The court cases where attorneys sue clients for unpaid legal fees always get my attention.
As an attorney who bills clients for my work and expects every client to pay every penny, I’m generally curious about what went wrong.
There are unhappy clients. Unhappy attorneys. Bills that are too high, or too late, or for work that made the client unhappy. When attorney-client relationships go bad, there’s always a lesson to be learned.
The Tennessee Court of Appeals issued an opinion yesterday that has a dozen of these lessons, at Luna Law Group, PLLC v. Richardson M. Roberts, M2021-00699-COA-R3-CV (Tenn. Ct. App. July 28, 2022).
I won’t cover them all, but I will discuss one creditor’s rights high-point: When does a breach of contract occur?
Per this opinion, the six-year statute of limitations at Tenn. Code Ann. 28-3-109(a)(3) is calculated from the “termination of the attorney-client relationship,” and not from the date of the unpaid individual invoices.
The Court wrote that contracts can be “severable” or “entire,” with the relevant statute of limitation depending on the nature of the contract. Since the work at issue related to the same general engagement and the attorney’s work “would be continuously rendered over a period of time,” then, the attorney’s work was “entire.” As a result, “the statute of limitations begins to run only on the completion of such legal services” (or upon termination of the attorney’s work).
Here, the attorney filed the lawsuit (barely) within 6 years from the termination, but only after $136,283 in unpaid invoices had accumulated in the preceding 10 months (with many or most of those invoices coming due and unpaid longer than 6 years prior).
Honestly, I’d have thought that the statute would have run on some of those early invoices, but that the creditor would have had valid claims on the invoices that had gone into default within 6 years. Under this case, I would have been wrong.
Breaches, defaults, and calculating the statute of limitations isn’t as easy as you’d think. Remember this 2019 post about a debtor who didn’t make a payment for 8.5 years, but the Court found that each installment missed was an independent cause of action, resulting in a new, later statute of limitations for each new installment? I was also wrong about that one, because (as I wrote back then) “you’d think a six year old, long defaulted debt would have expired, well, six years from the default.”

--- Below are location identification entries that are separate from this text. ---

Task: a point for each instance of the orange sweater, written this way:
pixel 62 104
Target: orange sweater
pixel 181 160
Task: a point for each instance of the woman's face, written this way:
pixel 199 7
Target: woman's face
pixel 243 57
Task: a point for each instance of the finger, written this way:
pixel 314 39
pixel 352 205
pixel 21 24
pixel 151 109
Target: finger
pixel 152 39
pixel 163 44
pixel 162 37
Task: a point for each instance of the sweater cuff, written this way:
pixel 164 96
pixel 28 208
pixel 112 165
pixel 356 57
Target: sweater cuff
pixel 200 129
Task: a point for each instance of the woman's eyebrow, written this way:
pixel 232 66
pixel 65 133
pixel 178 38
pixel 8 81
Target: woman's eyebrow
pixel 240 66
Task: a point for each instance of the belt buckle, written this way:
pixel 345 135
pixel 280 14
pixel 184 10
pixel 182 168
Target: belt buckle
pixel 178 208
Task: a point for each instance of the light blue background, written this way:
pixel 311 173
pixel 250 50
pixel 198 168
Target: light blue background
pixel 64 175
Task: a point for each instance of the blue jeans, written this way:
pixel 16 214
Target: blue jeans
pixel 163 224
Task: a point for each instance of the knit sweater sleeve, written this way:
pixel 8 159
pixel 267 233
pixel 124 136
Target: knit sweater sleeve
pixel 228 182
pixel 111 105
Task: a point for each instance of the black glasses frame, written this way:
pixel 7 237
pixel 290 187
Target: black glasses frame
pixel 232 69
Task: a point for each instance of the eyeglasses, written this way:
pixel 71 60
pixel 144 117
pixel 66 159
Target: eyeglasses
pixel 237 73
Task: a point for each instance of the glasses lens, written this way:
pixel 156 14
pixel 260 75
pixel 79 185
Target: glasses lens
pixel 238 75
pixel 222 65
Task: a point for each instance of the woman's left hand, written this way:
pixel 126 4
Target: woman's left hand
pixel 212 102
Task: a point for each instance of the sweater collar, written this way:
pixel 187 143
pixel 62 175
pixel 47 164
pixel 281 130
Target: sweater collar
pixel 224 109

To refresh your memory, debtor entered into a mortgage (final maturity date: February 1, 2021), and defaulted in 2008, but bank waited until 2016 to declare default and until 2017 to file the lawsuit.
Using the reasoning of this new case, could the Bank simply have argued that: (i) the 15 year mortgage is one, continuous debt; (ii) thus, the individual installment payments are payments on that debt and not severable obligations; (iii) and, as a result, the real statute of limitations on the failure to pay the 2008 installment payments didn’t start to run until the final maturity date on February 1, 2021?
The answer is, most likely, that the attorney’s future performance of services is indefinite and any invoices are merely progress billings toward that larger “entire” engagement, which is unlike a bank debt, which has definite and exact terms for the repayment. Having said that, though, a smart lawyer will have ample case citations to argue either direction.
In the end, I have two take-aways: (a) determining the date of breach is harder than you’d think; and (b) when in doubt, file your lawsuit sooner, rather than later.